Applying the ‘real risk’ test
Another key takeaway is Teitiota’s demonstration of how a real risk of irreparable harm to an individual’s right to life is to be ascertained. The HRC required New Zealand to have ensured there was no ‘reasonably foreseeable’ risk to Teitiota’s right to life (a standard New Zealand met) (paras. 9.7-9.9).
The HRC’s invocation of this foreseeability standard in previous non-refoulement decisions has been inconsistent (Adrienne Anderson, Michelle Foster, Hélène Lambert and Jane McAdam, p. 136). Teitiota indicates that it may feature more heavily in future HRC reasoning. Utilising reasonable foreseeability in the climate change non-refoulement context mirrors the approach in Portillo Cáceres v Paraguay (analysed here, and cited at paras. 9.4-9.5). There, the HRC held that ICCPR States parties are required to safeguard individuals from reasonably foreseeable threats to their right to life connected with environmental degradation.
The HRC’s assessment of reasonable foreseeability of risk in Teitiota took its lead from the approach of the New Zealand courts in relation to Teitiota’s case. The decisions of both the New Zealand courts and the HRC were strongly influenced by the ‘the time left for the Kiribati authorities and the international community to intervene’ to protect the population (para. 9.13), including through relocation (para. 9.12).
This consideration meant much of the HRC’s reasoning focused on the intensity of climate change impacts already felt in Kiribati in the present (c.f. para. 8.5). The HRC appears to have attempted to identify risks which could reasonably eventuate in the present, while excluding those grave risks which while reasonably foreseeable today, would not eventuate until years in the future.
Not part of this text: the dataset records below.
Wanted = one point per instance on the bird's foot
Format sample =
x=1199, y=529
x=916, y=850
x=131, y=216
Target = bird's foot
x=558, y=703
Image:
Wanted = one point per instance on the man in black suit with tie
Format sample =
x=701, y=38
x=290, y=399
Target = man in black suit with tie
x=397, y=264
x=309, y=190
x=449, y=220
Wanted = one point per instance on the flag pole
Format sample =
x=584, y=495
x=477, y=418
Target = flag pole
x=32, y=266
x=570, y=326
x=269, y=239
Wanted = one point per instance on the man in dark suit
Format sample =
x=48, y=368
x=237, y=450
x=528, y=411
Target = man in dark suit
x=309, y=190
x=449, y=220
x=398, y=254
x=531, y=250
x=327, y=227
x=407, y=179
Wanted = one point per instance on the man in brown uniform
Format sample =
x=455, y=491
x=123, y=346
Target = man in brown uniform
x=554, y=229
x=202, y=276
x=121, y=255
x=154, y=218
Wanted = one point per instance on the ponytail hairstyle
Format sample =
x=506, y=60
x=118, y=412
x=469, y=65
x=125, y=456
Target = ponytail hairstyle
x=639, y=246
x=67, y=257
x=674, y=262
The conclusion that New Zealand had not violated Teitiota’s right to life thus became difficult to escape. Previous jurisprudence established that the real risk threshold is high (see para. 9.3). For example, it was not enough that Teitiota was affected by water rationing implemented in response to salinization – the supply of fresh water was not sufficiently ‘inaccessible, insufficient or unsafe’ (para. 9.8). The difficulty of meeting the threshold was amplified by the deference which the HRC affords to State organs’ factual examinations. Their assessments of risk must be clearly arbitrary, erroneous or unjust to be impugned (see para. 9.3).
Teitiota represents an important contribution to the capacity of international human rights law to deal with climate change displacement, achieved through the augmentation of the scope of the Article 6(1) ICCPR right to life. While displaced migrants seeking protection from refoulement will continue to face difficulty in proving a real risk of irreparable harm to their right to life, the decision is a warning to destination States. They must take seriously both their assessment of climate change impacts when making protection decisions, as well as their obligations to assist vulnerable States in averting climate disaster.